Note: The following steps are run from the terminal on your gateway node connected to your EKS cluster and not from the Kubeflow Notebook to test the PVC allowed sharing of data as expected.

1. Download the dataset to the EFS Volume

In the Kubeflow Notebook created above, use the following snippet to download the data into the /home/jovyan/.keras directory (which is mounted onto the EFS Volume).

import pathlib
import tensorflow as tf
dataset_url = "https://storage.googleapis.com/download.tensorflow.org/example_images/flower_photos.tgz"
data_dir = tf.keras.utils.get_file(origin=dataset_url,
                                   fname='flower_photos',
                                   untar=True)
data_dir = pathlib.Path(data_dir)

2. Build and push the Docker image

In the training-sample directory, we have provided a sample training script and Dockerfile which you can use as follows to build a docker image.
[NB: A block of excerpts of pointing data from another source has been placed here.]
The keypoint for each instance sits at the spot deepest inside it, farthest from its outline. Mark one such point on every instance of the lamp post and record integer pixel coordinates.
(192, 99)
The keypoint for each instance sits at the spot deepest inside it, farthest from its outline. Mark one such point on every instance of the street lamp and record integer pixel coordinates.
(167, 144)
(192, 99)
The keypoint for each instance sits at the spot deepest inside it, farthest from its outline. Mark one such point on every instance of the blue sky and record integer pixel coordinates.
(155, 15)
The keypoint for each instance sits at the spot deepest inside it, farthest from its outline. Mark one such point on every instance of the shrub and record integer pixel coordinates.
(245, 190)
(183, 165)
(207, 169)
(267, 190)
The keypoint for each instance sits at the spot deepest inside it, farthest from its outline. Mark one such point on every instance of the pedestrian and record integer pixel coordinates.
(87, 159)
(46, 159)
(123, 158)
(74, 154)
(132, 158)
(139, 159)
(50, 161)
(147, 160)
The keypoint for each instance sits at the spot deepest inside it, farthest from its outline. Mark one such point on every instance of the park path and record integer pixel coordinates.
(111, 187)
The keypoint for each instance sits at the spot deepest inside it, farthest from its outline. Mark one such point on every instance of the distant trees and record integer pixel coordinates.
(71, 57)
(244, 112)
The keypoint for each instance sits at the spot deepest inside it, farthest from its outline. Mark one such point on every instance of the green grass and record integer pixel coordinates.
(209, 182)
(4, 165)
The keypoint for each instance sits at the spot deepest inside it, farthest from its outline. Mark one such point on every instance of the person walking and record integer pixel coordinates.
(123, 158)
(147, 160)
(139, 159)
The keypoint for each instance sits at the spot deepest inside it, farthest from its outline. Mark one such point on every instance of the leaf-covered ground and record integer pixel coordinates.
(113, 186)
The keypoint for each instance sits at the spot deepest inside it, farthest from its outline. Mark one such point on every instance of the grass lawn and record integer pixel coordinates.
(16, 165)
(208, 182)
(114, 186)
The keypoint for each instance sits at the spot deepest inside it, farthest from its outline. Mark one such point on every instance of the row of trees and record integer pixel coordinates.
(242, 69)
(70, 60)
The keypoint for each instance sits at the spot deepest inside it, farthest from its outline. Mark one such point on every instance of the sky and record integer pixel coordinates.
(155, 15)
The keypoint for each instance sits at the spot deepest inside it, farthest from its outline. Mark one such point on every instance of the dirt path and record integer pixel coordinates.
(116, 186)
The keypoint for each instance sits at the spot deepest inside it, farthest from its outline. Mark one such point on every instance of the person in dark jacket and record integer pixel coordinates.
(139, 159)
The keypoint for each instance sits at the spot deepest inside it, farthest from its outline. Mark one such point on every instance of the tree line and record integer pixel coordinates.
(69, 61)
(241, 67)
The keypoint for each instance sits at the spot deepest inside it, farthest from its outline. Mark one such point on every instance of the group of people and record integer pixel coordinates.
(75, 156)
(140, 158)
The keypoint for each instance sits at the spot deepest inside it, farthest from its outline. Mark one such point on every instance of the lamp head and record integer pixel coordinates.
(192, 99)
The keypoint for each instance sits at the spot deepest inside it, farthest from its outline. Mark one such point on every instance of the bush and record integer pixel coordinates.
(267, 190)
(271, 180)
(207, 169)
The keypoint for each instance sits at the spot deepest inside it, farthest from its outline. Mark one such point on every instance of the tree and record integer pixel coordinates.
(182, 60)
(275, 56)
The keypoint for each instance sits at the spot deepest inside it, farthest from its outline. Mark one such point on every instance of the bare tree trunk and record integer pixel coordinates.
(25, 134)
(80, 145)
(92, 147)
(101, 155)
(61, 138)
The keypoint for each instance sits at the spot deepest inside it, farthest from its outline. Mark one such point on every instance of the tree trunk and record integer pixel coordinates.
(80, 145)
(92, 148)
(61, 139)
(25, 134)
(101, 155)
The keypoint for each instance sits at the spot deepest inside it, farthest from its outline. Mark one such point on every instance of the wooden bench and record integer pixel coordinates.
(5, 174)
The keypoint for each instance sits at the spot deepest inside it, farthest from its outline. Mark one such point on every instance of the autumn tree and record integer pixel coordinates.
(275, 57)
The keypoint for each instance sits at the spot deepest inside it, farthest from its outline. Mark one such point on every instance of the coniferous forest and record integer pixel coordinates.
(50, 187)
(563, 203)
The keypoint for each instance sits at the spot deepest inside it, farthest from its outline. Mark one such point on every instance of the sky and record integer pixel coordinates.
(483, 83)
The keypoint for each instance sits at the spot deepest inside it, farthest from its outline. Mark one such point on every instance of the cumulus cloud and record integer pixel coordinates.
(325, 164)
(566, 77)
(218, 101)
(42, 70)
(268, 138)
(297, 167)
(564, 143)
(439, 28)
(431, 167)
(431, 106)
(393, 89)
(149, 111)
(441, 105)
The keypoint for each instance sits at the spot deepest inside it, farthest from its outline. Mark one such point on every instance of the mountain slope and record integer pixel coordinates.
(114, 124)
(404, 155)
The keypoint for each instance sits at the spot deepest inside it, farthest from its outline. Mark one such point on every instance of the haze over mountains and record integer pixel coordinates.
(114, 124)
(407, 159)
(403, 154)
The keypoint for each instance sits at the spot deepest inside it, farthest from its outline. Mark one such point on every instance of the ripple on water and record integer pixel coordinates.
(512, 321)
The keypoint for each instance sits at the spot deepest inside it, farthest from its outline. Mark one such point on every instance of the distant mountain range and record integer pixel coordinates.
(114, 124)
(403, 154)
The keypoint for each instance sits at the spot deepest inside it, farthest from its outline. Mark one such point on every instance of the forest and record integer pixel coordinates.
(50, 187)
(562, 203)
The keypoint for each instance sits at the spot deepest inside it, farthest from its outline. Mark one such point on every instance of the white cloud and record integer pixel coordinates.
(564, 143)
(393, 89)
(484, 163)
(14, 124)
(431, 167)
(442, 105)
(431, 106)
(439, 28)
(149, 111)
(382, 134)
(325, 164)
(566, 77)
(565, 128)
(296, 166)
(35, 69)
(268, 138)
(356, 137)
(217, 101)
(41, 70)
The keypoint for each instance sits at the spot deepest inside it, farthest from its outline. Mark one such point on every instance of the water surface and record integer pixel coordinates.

Be sure to point the $IMAGE_URI to your registry and specify an appropriate tag.

export IMAGE_URI=<dockerimage:tag>
cd training-sample

# You will need to login to ECR for the following steps
docker build -t $IMAGE_URI .
docker push $IMAGE_URI
cd -

3. Configure the TFjob spec file

Once the docker image is built, replace the <dockerimage:tag> in the tfjob.yaml file, line #17.

yq e '.spec.tfReplicaSpecs.Worker.template.spec.containers[0].image = env(IMAGE_URI)' -i training-sample/tfjob.yaml

Also, specify the name of the PVC you created.

yq e '.spec.tfReplicaSpecs.Worker.template.spec.volumes[0].persistentVolumeClaim.claimName = env(CLAIM_NAME)' -i training-sample/tfjob.yaml

Make sure to run it in the same namespace as the claim:

yq e '.metadata.namespace = env(PVC_NAMESPACE)' -i training-sample/tfjob.yaml

4. Create the TFjob and use the provided commands to check the training logs

At this point, we are ready to train the model using the training-sample/training.py script and the data available on the shared volume with the Kubeflow TFJob operator as -

kubectl apply -f training-sample/tfjob.yaml

In order to check that the training job is running as expected, you can check the events in the TFJob describe response as well as the job logs.

kubectl describe tfjob image-classification-pvc -n $PVC_NAMESPACE
kubectl logs -n $PVC_NAMESPACE image-classification-pvc-worker-0 -f

4.0 Cleanup

This section cleans up the resources created in this guide. To clean up additional deployment-specific resources, see the uninstall section in the deployment guide for the deployment option of your choice.

4.1 Clean up the TFJob

kubectl delete tfjob -n $PVC_NAMESPACE image-classification-pvc

4.2 Delete the Kubeflow Notebook

Login to the dashboard to stop and/or terminate any kubeflow notebooks you created for this session or use the following command:

kubectl delete notebook -n $PVC_NAMESPACE <notebook-name>

Use the following command to delete the permissions job:

kubectl delete pod -n $PVC_NAMESPACE $CLAIM_NAME

4.3 Delete PVC, PV, and SC in the following order

kubectl delete pvc -n $PVC_NAMESPACE $CLAIM_NAME
kubectl delete pv efs-pv
kubectl delete sc efs-sc

4.4 Delete the EFS mount targets, filesystem, and security group

Use the steps in this AWS Guide to delete the EFS filesystem that you created.

5.0 Known issues

  1. When you re-run the eksctl create iamserviceaccount to create and annotate the same service account multiple times, sometimes the role does not get overwritten. In this case, you may need to do one or both of the following: a. Delete the CloudFormation stack associated with this add-on role. b. Delete the efs-csi-controller-sa service account and then re-run the required steps. If you used the auto-script, you can re-run it by specifying the same filesystem-name such that a new one is not created.